Who is the right sender? RSS Back to forum
@Ivo:
emails have two types of sender addresses: the SMTP envelope sender address (which is submitted by the sender server during the SMTP transport in the MAIL FROM: command, see http://en.wikipedia.org/wiki/Simple_Mail_Transfer_Protocol#SMTP_transport_example), and the MIME sender address, which is stored in the header of the email. ORF works with (and logs) the SMTP sender address, while your email client (like Outlook) will display the MIME header sender address.
The two addresses usually match but not necessarily : the Bcc: addressing, mailing lists, CRM software and other systems with automatic bounce-handling also often take advantage of this. Spammers often use different SMTP and MIME addresses to confuse the recipient (e.g., using the target recipient's own email address in the From: field, so it appears as the spam was sent by the user to himself or herself), but so do legitimate senders, so spam cannot be blocked based on this fact alone.
In this case, the SMTP sender address was while the MIME sender address was another address with your domain name in it.
To solve this problem, I recommend blacklisting your own domain in the MIME From: field of incoming emails.

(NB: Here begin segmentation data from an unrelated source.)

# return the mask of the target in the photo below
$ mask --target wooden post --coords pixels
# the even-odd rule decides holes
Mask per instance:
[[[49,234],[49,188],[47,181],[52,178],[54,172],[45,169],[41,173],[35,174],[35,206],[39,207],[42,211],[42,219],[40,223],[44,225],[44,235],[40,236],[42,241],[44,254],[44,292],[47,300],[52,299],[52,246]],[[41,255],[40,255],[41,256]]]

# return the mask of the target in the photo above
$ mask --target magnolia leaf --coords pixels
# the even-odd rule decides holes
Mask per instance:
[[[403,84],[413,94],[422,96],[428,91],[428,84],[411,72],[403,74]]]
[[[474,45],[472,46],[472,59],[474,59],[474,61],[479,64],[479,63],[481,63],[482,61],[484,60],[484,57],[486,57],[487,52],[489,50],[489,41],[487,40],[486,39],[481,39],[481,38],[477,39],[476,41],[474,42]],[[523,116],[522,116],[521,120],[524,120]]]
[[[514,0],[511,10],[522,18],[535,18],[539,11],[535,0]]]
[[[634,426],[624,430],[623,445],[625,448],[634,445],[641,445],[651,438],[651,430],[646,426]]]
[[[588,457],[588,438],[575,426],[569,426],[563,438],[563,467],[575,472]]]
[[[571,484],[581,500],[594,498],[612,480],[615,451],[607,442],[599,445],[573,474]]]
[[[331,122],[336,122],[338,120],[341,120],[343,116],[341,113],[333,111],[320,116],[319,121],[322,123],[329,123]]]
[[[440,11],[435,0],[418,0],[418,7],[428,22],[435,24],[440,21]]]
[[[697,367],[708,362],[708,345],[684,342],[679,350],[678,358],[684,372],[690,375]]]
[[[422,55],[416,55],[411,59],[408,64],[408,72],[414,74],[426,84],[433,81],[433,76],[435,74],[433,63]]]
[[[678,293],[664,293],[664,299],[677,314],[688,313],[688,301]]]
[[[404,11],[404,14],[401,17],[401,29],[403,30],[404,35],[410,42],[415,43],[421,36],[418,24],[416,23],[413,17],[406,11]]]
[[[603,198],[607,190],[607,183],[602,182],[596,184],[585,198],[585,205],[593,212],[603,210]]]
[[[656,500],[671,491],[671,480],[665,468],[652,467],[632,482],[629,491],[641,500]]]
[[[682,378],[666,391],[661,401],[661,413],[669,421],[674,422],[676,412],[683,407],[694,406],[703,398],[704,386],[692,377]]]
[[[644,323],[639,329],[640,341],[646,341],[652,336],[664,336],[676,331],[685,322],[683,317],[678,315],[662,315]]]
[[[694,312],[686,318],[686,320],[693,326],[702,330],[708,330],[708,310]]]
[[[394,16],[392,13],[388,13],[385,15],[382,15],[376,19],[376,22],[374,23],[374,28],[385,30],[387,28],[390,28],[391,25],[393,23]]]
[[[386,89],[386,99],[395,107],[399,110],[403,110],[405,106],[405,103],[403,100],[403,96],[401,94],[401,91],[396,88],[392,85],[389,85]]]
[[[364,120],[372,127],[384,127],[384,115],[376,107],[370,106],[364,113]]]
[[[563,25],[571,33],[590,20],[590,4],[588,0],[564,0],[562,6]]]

This should not cause any false positives, since ORF does not filter internal and outgoing emails:
1. Start the Administration Tool
2. Make sure the Keyword Blacklist test is enabled (Configuration / Tests / Tests)
3. Expand Configuration / Filtering - On Arrival / Keyword Blacklist in the left navigation tree
4. Click New
5. On the Filter Properties tab, set the Search scope radio button to "Raw MIME"
6. Add a comment text, so you can identify the filter later, e.g. "MIME spoof filter regex"
7. On the Filter Expression tab, add the following expression (replace yourdomain\.com to your actual domain name, with the dot characters preceded by \ characters):
.*^From:[^\r\n]*\b[^\r\n]*@yourdomain\.com\b[^\r\n]*\s$
8. Set the Expression type to "Regular expression (Perl-compatible)"
9. Click OK, and press Ctrl + S to save the configuration.
We have a sender blacklist rule which blocks all external e-mails where sender would be our domain. External sender can newer be from our domain! Such rule works perfectly!
Now the problem:
ORF detects sender and passes the message on to MS Exchange 2010.
MS Exchange 2010 in the same e-mail detects sender from our domain???!!!
How is that possible???
If ORF would detect the right sender then our rule mentioned above would block such e-mail.